Vinifications

Vinification des vins blancs :

Le pressurage :

A leur arrivée au chai, les baies peuvent être triées, foulées ou égrappées (processus optionnels). Les raisins sont ensuite pressés avec la plus grande attention pour respecter au maximum le fruit et pour ne pas extraire les éléments végétaux. L'objectif est d'obtenir le plus possible de jus avec le moins de pression. Pour cela, la majeure partie des caves sont équipées de pressoirs pneumatiques, permettant une extraction douce et régulée. 

Le débourbage :

Après le pressurage, le moût (jus) et le marc (parties solides) sont placés dans une cuve. Le moût est généralement débourbé, c'est à dire qu'on le clarifie en le séparant des parties solides (pellicules, pépins, rafles). Cette opération dure habituellement entre 12 et 24 heures, en fonction du type de récolte (manuelle ou mécanique). 


La fermentation alcoolique :

Le moût clair obtenu est placé en cuve où la fermentation alcoolique (transformation des sucres en alcool grâce à l'intervention des levures) s’effectue sous une température contrôlée moyenne comprise en 18°C et 22°C. La maîtrise des températures de fermentation a été l’une des évolutions les plus marquantes des 30 dernières années, elle permet des fermentations longues et donne des arômes plus fins et plus intenses. 

L'élevage :

A la fin de la fermentation, le vin est laissé sur ses lies fines. Les premières cuvées sont mises en bouteille au printemps après les opérations de clarification et de stabilisation. Les vins plus complexes attendent près d’un an avant l’embouteillage.
 

Vinification des vins rouges :

L'éraflage :

La vendange est égrappée partiellement ou totalement.

La macération et la fermentation alcoolique : Les raisins sont mis en cuve pour la macération pré-fermentaire qui permet d'extraire la couleur, les tanins et les arômes. La conduite des cuvaisons varie en fonction du vin que veut obtenir le vigneron. Plus la cuvaison est longue, plus le vin est concentré.

A l’inverse, quand on cherche à produire un vin plus léger, les macérations sont plus courtes et les opérations de remontage, de pigeage ou de délestage (procédés qui consistent à concentrer les moûts), peu nombreuses. La fermentation dure entre 7 et 10 jours, le jus est maintenu entre 22 et 30°C.

L'assemblage :

Après cette macération, on décuve et on presse le marc restant dans la cuve. On obtient alors le "vin de presse" qu'on assemble au "vin de goutte" (moût).
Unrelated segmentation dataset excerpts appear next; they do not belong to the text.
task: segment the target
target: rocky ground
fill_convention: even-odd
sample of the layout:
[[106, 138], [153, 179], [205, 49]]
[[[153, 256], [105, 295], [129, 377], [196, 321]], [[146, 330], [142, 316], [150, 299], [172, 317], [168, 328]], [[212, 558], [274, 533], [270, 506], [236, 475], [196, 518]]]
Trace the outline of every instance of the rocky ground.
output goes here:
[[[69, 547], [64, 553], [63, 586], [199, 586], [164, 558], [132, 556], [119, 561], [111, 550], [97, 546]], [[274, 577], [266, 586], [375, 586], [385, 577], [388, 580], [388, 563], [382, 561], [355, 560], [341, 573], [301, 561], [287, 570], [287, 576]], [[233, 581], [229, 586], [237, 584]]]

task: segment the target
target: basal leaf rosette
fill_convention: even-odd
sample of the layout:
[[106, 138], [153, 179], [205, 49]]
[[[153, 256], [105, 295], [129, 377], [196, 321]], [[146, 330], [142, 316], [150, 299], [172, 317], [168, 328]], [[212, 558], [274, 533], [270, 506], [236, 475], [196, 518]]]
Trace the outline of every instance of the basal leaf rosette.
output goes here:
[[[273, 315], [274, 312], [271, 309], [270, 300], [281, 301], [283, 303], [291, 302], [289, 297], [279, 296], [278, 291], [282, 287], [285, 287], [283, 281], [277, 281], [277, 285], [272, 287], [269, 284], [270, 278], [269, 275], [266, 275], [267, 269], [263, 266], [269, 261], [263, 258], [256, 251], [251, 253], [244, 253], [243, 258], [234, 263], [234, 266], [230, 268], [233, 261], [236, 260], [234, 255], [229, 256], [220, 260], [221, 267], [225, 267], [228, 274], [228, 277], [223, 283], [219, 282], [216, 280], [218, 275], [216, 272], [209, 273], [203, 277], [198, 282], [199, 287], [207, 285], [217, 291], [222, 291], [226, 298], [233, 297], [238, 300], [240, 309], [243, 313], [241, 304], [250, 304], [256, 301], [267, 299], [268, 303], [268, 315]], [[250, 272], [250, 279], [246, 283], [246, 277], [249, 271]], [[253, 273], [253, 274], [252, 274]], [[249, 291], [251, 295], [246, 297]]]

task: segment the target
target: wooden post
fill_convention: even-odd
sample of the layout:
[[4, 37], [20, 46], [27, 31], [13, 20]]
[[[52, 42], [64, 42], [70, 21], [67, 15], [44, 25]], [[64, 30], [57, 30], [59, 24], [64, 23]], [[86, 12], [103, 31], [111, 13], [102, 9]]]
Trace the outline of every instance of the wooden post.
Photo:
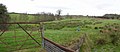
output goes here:
[[44, 48], [44, 25], [43, 23], [40, 23], [40, 31], [41, 31], [41, 38], [42, 38], [42, 47]]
La fermentation malolactique : Les vins sont ensuite encuvés ou mis en tonneau pour la fin de la fermentation alcoolique. La fermentation malolactique peut démarrer. Elle consiste à transformer l'acide malique en acide lactique par l'intervention des bactéries lactiques. L'objectif de cette fermentation est de diminuer l'acidité du vin et de produire des arômes lactés/beurrés. Elle a lieu généralement au printemps ou pendant l’été suivant la récolte.

L'élevage :

Une fois la fermentation malolactique achevée, le vin est laissé en élevage. Quelques soutirages peuvent intervenir durant les différentes phases de clarification. La majorité des mises en bouteilles interviennent à l’automne. Les premières peuvent se faire dès le printemps.

Vinification des vins rosés :

Le pressurage ou macération :

Les vins rosés sont généralement obtenus par pressurage direct, moins souvent par saignée (macération de quelques heures). Le temps de contact du jus avec la pellicule est court, d’où des couleurs très légères.

Les fermentations sont ensuite conduites de la même manière que les blancs, c’est à dire en contrôlant les températures entre 18 et 22°C.

Les rosés de pressurage sont frais, élégants aux arômes de fruits blancs. Les rosés de saignée développent souvent un caractère plus vineux.